Jika kemarin-kemarin kemeriahan HUT RI diwarnai dengan berbagai lomba, Cinta masih melanjutkannya dengan agenda lain. Kali ini karnaval bersama teman-teman TK se-Balikpapan.
Begitu diberitahu di wag kelas dua hari sebelumnya, aku langsung memberi tahu papah dan nenek. Yang semangat sudah pasti nenek. Karena sejak Nindy, nenek tidak pernah absen menonton cucu-cucunya karnaval. Apalagi, 2 tahun ini, seluruh kegiatan tidak bisa dilakukan. Otomatis, antusiasme jadi berkali-kali lipat.
Aku langsung bertanya pada Cinta, pakaian apa yang rencananya akan ia pakai. Ia ingin memakai pakaian polisi. Seperti embah budi. Tentu saja usulan itu disambut nenek dengan gembira. Karena sejak aku kecil, polisi ada pakaian yang diwajibkan ibu. Sayangnya pakaian polisiku saat kecil, menghilang entah kemana.
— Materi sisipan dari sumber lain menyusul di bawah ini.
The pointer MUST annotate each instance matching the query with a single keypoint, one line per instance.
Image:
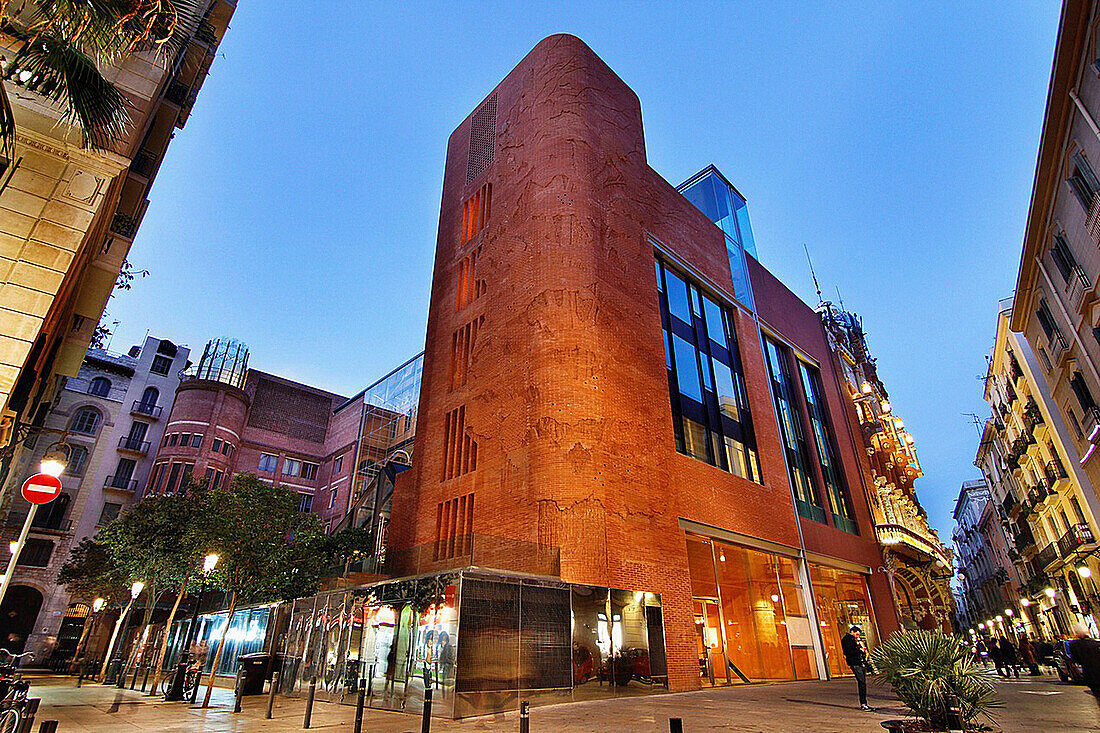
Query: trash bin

Alhasil, ketika Nindy pakaian polisi wanita sudah seperti saat ini. Menggunakan celana panjang. Dan karena bersekolah di TK Islam, Nindy menggunakan jilbab. Berlanjut dengan Cicah, kostumnya serupa dengan Nindy. Nah, saat Hafiz, pakaian polisi kembali digunakan. Saat usia Billa 5 tahun, pakaian polisi harus istirahat karena pandemi.
Makanya, begitu Cinta nenek bersemangat sekali menyuruh menggunakan pakaian polisi.
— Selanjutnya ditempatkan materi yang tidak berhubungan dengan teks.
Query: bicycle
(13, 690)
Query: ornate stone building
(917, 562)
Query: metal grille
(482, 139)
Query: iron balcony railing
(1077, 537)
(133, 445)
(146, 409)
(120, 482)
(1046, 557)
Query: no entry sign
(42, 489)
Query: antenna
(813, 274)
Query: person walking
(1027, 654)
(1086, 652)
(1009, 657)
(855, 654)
Eh, malamnya Cinta berubah pikiran. “Mah, Cinta pakai baju wartawan aja deh,” kata Cinta. Seketika aku tertawa. Karena selama bekerja dulu, tak ada seragam wajib bagi kuli tinta.
Saat baru menjadi wartawan, aku menggunakan celana jeans, kaos lengan panjang, tas ransel atau sling bag serta sneakers. Setelah aku pindah ke halaman perempuan -Celoteh-, penampilanku juga berubah. Aku memilih rok, cardigan, kemeja, tote bag dan high heels. Penampilanku saat mengerjakan halaman Celoteh, lebih sering dikira PR perusahaan. Bahkan tak jarang aku yang sering mendengarkan tanggapan pengunjung, sebelum PR asli yang menemui.
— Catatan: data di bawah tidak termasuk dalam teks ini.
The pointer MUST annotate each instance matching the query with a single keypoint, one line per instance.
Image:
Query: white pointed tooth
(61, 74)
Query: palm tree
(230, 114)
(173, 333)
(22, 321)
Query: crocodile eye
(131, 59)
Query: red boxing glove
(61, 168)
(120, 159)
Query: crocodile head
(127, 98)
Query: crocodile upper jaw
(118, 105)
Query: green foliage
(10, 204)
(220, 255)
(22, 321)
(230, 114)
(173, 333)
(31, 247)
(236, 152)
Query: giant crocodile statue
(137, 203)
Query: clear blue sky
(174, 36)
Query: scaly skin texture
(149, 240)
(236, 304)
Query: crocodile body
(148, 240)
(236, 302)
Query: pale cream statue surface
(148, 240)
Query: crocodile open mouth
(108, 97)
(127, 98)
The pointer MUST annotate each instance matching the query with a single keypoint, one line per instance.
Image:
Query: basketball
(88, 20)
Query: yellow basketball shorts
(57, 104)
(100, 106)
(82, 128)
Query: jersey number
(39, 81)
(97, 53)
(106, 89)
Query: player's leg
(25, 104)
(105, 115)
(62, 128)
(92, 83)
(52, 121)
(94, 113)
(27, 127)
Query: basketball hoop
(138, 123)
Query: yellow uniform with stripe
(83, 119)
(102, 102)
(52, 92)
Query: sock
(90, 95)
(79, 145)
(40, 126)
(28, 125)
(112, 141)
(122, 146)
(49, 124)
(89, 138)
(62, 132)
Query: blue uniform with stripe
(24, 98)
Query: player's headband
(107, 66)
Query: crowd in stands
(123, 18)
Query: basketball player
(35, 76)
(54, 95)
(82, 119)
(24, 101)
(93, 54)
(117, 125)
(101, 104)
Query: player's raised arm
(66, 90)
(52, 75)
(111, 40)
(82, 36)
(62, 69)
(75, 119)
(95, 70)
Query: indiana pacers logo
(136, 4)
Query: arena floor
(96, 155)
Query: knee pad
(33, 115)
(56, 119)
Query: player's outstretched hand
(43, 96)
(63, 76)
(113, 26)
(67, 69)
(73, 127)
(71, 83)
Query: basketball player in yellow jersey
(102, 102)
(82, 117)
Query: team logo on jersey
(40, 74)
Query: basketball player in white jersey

“Mbak, kayaknya dulu pake kaos ayuk, sweeter ayuk, apa aa deh,” kata Echa salah satu rekan kerjaku dulu.
“Coba tanya papahnay Cinta deh, sebagai wartawan yang udah lama,” tanggapan teman-temanku yang lain.
Rata-rata, yang berkomentar adalah alumni sepertiku. Dan mereka juga tidak yakin dengan pakem seragam wartawan.
Maka, dengan ide dadakan aku memutuskan membuat id card untuk cinta. Cukup di print di kertas hvs lalu kutempelkan di card holderku saat bekerja dulu. Dan voila, jadilah Cinta wartawan.
Biar makin meyakinkan, Cinta mengalungkan kamera mini mainannya yang sudah rusak. Dan biar keliatan “papahnya”, Cinta juga memakai kemeja kotak-kotak hijau.
“Wuih keren,” seru papahnya saat melihat kostum Cinta dipagi hari. “Tapi papah berharap anak-anak papah gak ada yang jadi wartawan,” tambah papahnya lirih. Aku tentu saja tertawa. Jika kebanyakan orangtua ingin anaknya melanjutkan jejaknya, tidak dengan suamiku.
Qadarullah, saat hari H hujan turun. Maka acara karnavalpun sedikit terlambat.
“De, gak bawa payung,” tanya ibuku.
“Gak. Gak kepikiran,” jawabku.
“Itu orangtua murid pada dampingi lho. Payungin anak-anaknya satu-satu. Ada yang bawa terpal, anaknya sambil jalan,” cerita ibu. Yang turun menanti Cinta karnaval adalah nenek, papahnya dan Cicah. Aku harus di mobil rena Rangga tertidur saat perjalanan. Mau mengajak turun, karena hujan, maka kuurungkan.
“Ya udah, next kita bawain payung atau terpal,” jawabku.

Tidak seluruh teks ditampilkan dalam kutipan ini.